Zweiter Anlauf unter neuer Flagge
Neue Besitzer, neuer Name, neue Spielorte. Innert kürzester Zeit musste sich das einzige Schweizer American-Football-Team in der europäischen Liga neu erfinden. Nun steht die Saison bevor.
Anfang April kam die überraschende Meldung. Obwohl bereits diverse Vertragsverlängerungen mit Spielern vermeldet worden waren, wurden die Helvetic Guards aufgelöst. Dabei hatte das Schweizer Team eine ansprechende erste Saison in der European League of Football gezeigt. Die Guards kamen zu drei Siegen, darunter der überraschende Erfolg gegen den späteren Finalisten Stuttgart Surge, und die Heimspiele waren gut besucht. Dennoch stand das Projekt eines semiprofessionellen American-Football-Teams in der Schweiz vor dem Aus.
Chris Rummel, der nun als Managing Director in der neuen Geschäftsleitung sitzt und die Franchise gegen aussen vertritt, gehörte zu einer Gruppe von bereits davor involvierten Personen, die das drohende Ende nicht wahrhaben wollten. «Als wir erfahren haben, dass der Spielbetrieb eingestellt werden soll, haben wir uns vernetzt und gemeinsam mit der Liga nach Lösungen gesucht», sagte er gegenüber Keystone-SDA. Die europäische Liga ELF hatte aufgrund bereits abgeschlossener TV-Verträge ebenfalls ein grosses Interesse am Weiterbestehen des Schweizer Teams.

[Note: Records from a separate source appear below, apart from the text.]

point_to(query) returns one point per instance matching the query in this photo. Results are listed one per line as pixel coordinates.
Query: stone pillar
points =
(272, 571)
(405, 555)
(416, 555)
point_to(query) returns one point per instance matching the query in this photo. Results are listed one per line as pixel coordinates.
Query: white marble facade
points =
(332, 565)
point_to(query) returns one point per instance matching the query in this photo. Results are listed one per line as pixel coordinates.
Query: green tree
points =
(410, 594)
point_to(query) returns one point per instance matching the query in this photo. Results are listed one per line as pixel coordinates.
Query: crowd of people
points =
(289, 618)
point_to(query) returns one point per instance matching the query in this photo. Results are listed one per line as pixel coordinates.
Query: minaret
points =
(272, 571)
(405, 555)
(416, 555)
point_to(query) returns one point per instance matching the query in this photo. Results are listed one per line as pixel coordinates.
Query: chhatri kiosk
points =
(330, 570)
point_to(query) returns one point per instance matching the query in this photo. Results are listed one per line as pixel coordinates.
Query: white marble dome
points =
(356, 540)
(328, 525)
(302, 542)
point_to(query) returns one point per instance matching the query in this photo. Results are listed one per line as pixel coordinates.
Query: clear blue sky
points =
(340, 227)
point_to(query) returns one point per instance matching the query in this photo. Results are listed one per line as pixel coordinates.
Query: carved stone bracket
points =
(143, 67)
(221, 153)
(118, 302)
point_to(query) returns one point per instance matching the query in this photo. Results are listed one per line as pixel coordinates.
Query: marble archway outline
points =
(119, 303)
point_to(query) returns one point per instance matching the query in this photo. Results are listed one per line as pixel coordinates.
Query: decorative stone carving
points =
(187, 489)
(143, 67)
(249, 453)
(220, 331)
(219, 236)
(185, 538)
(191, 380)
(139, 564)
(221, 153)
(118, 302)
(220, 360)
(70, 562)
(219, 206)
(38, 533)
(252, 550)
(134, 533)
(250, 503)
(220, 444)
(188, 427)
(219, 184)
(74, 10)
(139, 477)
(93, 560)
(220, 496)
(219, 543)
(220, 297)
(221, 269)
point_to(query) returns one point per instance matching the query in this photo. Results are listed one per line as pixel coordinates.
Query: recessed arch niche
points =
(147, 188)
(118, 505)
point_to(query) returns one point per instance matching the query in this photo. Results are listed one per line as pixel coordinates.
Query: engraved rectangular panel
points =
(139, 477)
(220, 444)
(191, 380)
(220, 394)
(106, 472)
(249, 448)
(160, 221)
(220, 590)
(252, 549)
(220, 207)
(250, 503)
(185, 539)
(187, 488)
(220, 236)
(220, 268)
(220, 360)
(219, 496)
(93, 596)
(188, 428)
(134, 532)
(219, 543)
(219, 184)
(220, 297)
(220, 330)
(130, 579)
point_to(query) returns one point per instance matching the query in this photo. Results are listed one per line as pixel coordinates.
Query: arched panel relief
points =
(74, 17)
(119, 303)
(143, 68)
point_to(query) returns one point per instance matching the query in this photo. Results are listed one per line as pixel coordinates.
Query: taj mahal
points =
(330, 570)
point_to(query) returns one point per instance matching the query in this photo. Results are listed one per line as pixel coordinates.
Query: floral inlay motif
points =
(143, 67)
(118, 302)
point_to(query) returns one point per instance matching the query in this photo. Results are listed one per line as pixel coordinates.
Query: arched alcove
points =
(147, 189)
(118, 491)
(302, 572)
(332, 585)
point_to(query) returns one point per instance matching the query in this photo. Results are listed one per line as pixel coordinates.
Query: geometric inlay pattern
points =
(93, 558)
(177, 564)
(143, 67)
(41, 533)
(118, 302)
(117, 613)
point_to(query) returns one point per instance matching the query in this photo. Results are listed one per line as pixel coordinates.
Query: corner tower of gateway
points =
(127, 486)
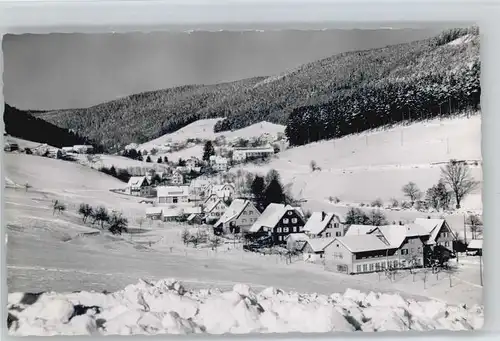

Auch die Spieler wurden überrascht
Die neue Besitzergruppe musste nicht komplett bei null beginnen. Die meisten Spieler, die zum letztjährigen Team gehört hatten, hatten auch für die neue Saison zugesagt. Zwar wurden auch sie von den Ereignissen überrascht, trotzdem zeigten sich fast alle bereit, nochmals neue Verträge zu unterschreiben. In anderen Punkten standen die Verantwortlichen vor einem Neubeginn. Wie schnell alles gehen musste, zeigt der Umstand, dass noch nicht einmal der Name der Franchise bekannt war, als die Liga den Vertrag mit den neuen Besitzern vermeldete.
Inzwischen ist bekannt: Aus den Gardisten wurden Söldner, das «neue» Schweizer Team nennt sich Helvetic Mercenaries. Die Spiele werden nicht mehr in Wil, sondern mehrheitlich im Stadion Kleinfeld in Kriens ausgetragen. Einzig das Startspiel vom Samstag findet in Grenchen statt. Mit Wil habe man Kontakt gehabt, erklärte Rummel, sich aufgrund der breiten Fan-Basis dann aber doch für einen Standort entschieden, der etwas zentraler liege.
Saison auslassen keine Option
Vieles musste schnell gehen, einiges auch ein wenig improvisiert werden. Nicht zuletzt die Suche nach Sponsoren gestaltete sich in der kurzen Zeit schwierig. Denn die Arbeit für die Mercenaries ist für die allermeisten Exponenten eine, die nebenberuflich abläuft. Trotzdem kam es nicht infrage, die Saison auszusetzen und den Klub in Ruhe neu aufzubauen. Rummel bezweifelt, dass die Liga dem Schweizer Standort nach einem kurzfristigen Rückzug eine weitere Chance gegeben hätte. «Es wäre sehr schwierig geworden, das verlorene Vertrauen zurückzugewinnen.» Und für die Sportart, die in der Schweiz ein Nischendasein fristet, wäre das Aus der einzigen semiprofessionellen Mannschaft ein Rückschlag gewesen.
So steht das Schweizer Team vor seiner zweiten Saison in der ELF, wobei es sich aber auch wie eine Premiere anfühlt. Am Samstag gastieren die Barcelona Dragons in Grenchen, bis Ende August stehen elf weitere Spiele im Programm. Der sportliche Erfolg ist zweitrangig. Es geht vor allem darum, Fuss zu fassen – dieses Mal nachhaltig.